Ultimately, we believe that as insurance companies transition from fee-for-service to value-based payment, it will become clear that the value proposition Precipio provides in terms of delivering an accurate diagnosis results in not only patient improvement but also a substantial economic impact.
Medgadget: For any disease condition, diagnosis is the first step. How does Precipio think about or play a role in the either the transition to, or next steps of, mitigation and, if possible, recovery following diagnosis?
Danieli: As a diagnostic company, we are tasked with providing information to help guide the treating physician, in cancer, the oncologist, in taking care of the patient.
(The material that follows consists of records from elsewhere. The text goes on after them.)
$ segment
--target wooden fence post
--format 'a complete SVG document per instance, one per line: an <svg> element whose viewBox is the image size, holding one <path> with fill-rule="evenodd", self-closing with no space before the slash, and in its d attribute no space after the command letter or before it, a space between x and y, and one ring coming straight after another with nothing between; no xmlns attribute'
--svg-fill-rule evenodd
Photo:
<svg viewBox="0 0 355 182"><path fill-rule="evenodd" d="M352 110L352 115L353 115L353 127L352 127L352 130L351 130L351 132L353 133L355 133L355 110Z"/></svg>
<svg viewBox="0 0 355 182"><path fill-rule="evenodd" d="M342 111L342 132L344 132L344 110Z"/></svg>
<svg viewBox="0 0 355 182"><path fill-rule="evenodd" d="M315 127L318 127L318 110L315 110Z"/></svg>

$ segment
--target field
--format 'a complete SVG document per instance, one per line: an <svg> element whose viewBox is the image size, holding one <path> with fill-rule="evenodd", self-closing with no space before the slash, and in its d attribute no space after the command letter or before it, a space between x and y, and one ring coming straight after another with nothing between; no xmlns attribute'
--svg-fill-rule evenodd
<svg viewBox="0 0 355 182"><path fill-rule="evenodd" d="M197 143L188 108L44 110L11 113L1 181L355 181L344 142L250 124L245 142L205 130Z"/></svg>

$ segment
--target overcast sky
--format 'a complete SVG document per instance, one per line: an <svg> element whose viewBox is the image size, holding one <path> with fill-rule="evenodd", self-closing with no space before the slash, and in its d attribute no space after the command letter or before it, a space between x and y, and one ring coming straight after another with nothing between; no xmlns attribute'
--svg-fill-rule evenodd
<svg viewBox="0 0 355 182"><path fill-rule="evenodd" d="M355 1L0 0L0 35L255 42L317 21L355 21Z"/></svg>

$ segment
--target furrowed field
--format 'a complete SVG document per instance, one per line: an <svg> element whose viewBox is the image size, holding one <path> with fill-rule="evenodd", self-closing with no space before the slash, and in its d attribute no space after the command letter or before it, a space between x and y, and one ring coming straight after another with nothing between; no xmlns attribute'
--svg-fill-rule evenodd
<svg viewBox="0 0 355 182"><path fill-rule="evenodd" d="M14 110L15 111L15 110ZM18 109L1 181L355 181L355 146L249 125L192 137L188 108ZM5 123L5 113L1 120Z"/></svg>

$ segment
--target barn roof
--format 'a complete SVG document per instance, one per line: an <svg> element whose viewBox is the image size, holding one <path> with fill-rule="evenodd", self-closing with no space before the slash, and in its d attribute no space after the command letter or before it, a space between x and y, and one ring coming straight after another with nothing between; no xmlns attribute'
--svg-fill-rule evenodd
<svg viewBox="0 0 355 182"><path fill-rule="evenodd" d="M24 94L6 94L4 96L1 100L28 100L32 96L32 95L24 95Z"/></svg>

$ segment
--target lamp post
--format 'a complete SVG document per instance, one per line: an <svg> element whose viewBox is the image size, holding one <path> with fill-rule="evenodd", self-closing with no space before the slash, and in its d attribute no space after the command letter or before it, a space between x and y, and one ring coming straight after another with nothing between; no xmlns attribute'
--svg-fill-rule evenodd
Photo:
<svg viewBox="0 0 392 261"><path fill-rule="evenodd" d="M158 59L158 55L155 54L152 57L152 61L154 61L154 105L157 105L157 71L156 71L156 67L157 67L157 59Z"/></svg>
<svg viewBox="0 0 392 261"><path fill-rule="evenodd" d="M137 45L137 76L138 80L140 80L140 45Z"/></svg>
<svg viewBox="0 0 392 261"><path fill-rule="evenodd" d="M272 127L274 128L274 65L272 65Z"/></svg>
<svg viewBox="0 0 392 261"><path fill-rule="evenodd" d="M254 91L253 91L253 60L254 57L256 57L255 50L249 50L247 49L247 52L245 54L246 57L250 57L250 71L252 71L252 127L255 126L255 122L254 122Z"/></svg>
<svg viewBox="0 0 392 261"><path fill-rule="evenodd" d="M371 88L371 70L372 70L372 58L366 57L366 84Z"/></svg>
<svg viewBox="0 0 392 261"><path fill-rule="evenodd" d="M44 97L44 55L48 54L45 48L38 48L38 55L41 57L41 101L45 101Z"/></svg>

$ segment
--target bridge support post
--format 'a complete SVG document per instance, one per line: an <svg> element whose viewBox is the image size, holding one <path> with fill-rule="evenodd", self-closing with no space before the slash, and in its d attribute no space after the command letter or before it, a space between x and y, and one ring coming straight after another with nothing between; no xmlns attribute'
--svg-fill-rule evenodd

Therefore, our key focus is on the first, and, we believe, the most crucial step, in getting the diagnosis right. Having said that, ICP, our liquid biopsy technology, enables monitoring of the patient as they go through treatment. We now know that during the course of treatment, the genetics and biology of the tumor often change, sometimes as a result of treatment. Once these changes occur, the existing treatment may no longer be effective. ICP allows physicians to conduct repeat testing to monitor the patient’s genetics and provide a real-time picture of the current patient’s genetic profile, allowing for the adaptation of treatment to the patient’s individual genetic characteristics. This is the true revolution of precision medicine, and we are excited to play a role in this field.